What to do if you are unhappy with the work as it is progressing:
"Do not pay any more money until the issues are resolved. Talk to the trader.
"When you enter into a contract for goods and services, you can expect these to be supplied with reasonable care and skill and materials to be of satisfactory quality. Try and agree how the issues can be resolved and by when. Take photos highlighting the issues if you can and keep a record of your conversations and phone calls and what is agreed. Always follow up your complaint in writing. If problems still persist you can get further advice from the Citizens Advice Consumer Service – Freephone 0808 223 1133
"Give the business an opportunity to put things right. If problems persist, you might need to consider getting alternative quotes for remedial work or get an opinion from an expert on the cause of the problem. Knowing this information might assist in helping to find a resolution.

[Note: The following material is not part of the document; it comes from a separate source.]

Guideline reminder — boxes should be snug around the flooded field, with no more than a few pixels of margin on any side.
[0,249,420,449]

"If this still doesn’t work, you will need to consider taking legal action through the small claims court. Resolving the dispute and going to mediation might be an option, but not in every case."
What to do if your builder disappears without finishing the work, or goes into liquidation:
"Hopefully, if you have paid in instalments, you will only have paid for the materials and workmanship complete to date.
"Firstly, try to contact the trader to find out what has happened. Always put your complaint in writing, sent to their last known address. and set out how and when you want the issue to be resolved by. If they are members of a professional trade association, there may be insurance backed guarantees you can rely on.
"If you paid by credit card for any amount over £100, you may be able to claim against your credit card provider. If the business is a sole trader and has gone bankrupt, you may be able to register with the official receiver to reclaim any deposit you have paid. This will take time to resolve and any amount recovered might be significantly less than your deposit paid. If the business is a Limited Company, there may be options available through company administrators but these would have to be considered on a case by case basis.
"Always seek advice from the Citizens Advice Consumer Service as early as possible. if they suspect that a criminal offence may have been committed, they may refer the details to Trading Standards."